Etiqueta: comunicación

  • Y lo dejarán ser, ¿o no?

    ¿Me dejarán ser o no me dejarán ser? Decíamos que esta es la pregunta real para nuestro feto, si pudiera hacerse preguntas… pero, por eso mismo, ya nos la hacemos nosotros por él.

    Porque no lo sabemos a ciencia cierta, pero puede que, ya antes de nacer, el feto tenga que ir formando pequeños circuitos neuronales, que no llegan a construir ideas, por lo tanto no puede hacerse preguntas, pero sí que pueda ir acomodando en ellos, algún tipo de simiente lingüística, que le permita alumbrar alguna idea, tan pronto como el cerebro esté maduro, para empezar a funcionar como tal : un instrumento que recibe información del exterior, para ir construyendo conglomerados informáticos… tal que si fueran bits , que una CPU recoge, para ir archivando, hasta cuando tenga el lector necesario.

    ¿Qué otra cosa puede hacer la naturaleza (sea lo que eso sea), que ir blindando en cierto modo los procesos de conocimiento, del feto, que le permitan interpretar las señales que vengan del exterior… empezando por las de su propia madre.

    Un bebé que no mama información en casa no puede ser buen aprendiz en la escuela. ¿Por qué no podemos decir lo mismo de un feto, que llega a bebé sin hacer sus deberes uterinos?

    ¿Le dejará su madre biológica prepararse, para lo que viene, o lo martirizará a ruidos, a golpes desenfrenados, cuando no a la ingestión de diversas drogas, que actúen sobre el cerebro del feto (tan inmaduro aún). Qué acabarán mutilándolo.

  • La tremenda ventaja de ser curioso…

    ¿Y que era lo qué decíamos ayer, sobre la falta de curiosidad? No del feto, ya que él tiene que ser curiosos por obligación biológica, para adaptarse al ambiente… Hablamos de la falta de curiosidad de los padres, de la familia… y de todo ser humano adulto ,que vaya a tener comunicación con el feto… médicos incluidos, claro.

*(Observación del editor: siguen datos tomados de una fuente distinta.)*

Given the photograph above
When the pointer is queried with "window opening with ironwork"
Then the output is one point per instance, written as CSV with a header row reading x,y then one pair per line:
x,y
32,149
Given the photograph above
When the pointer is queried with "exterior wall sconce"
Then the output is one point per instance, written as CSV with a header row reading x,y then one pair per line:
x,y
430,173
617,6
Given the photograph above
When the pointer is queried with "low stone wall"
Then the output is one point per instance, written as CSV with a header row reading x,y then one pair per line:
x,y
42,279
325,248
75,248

    Y tampoco hablamos ahora del posible e importante paso de escuchar música… hablamos de evitar ruidos excesivos que opacan y, a cambio, sonidos estimulantes. Tanto el feto como el bebé estarán más a gusto si notan que su mamá habla con tranquilidad con su pareja… incluso con un punto de afecto, aunque no requiera articulación de palabras.

    Es evidente que un feto tranquilo, relajado, puede dedicar más tiempo a ir madurando diversas capacidades, que necesitará una vez nacido : un lenguaje (aunque sea de sonidos), un vínculo emocional con la madre, y hasta, por qué no, ir mejorando su sistema inmunitario, aprovechando los aportes nutritivos de la madre.

    Desde luego ya está bien de considerar a la curiosidad como un vicio de ciertos sabios, en vez de tener en cuenta que es una pieza esencial (un biogén), para la adaptación positiva del ser humano.

    ¿Realmente queremos mejorar la vida del feto? Y, ya puestos, ¿qué es eso de llamarle bebé a un feto? Podíamos empezar por ser algo más científicos… ¡o hacernos todos paracientíficos!

  • Pero…¿vemos lo que hay adentro?

    Y no solo hablamos de ver el feto… aunque sea en una ecografía. ¿Sabremos leer toda la información que ese cuerpecito trae consigo?

    Una vez formado el núcleo de su cerebro, ¿qué es lo primero que siente, antes incluso de poder formar un conato de pensamiento?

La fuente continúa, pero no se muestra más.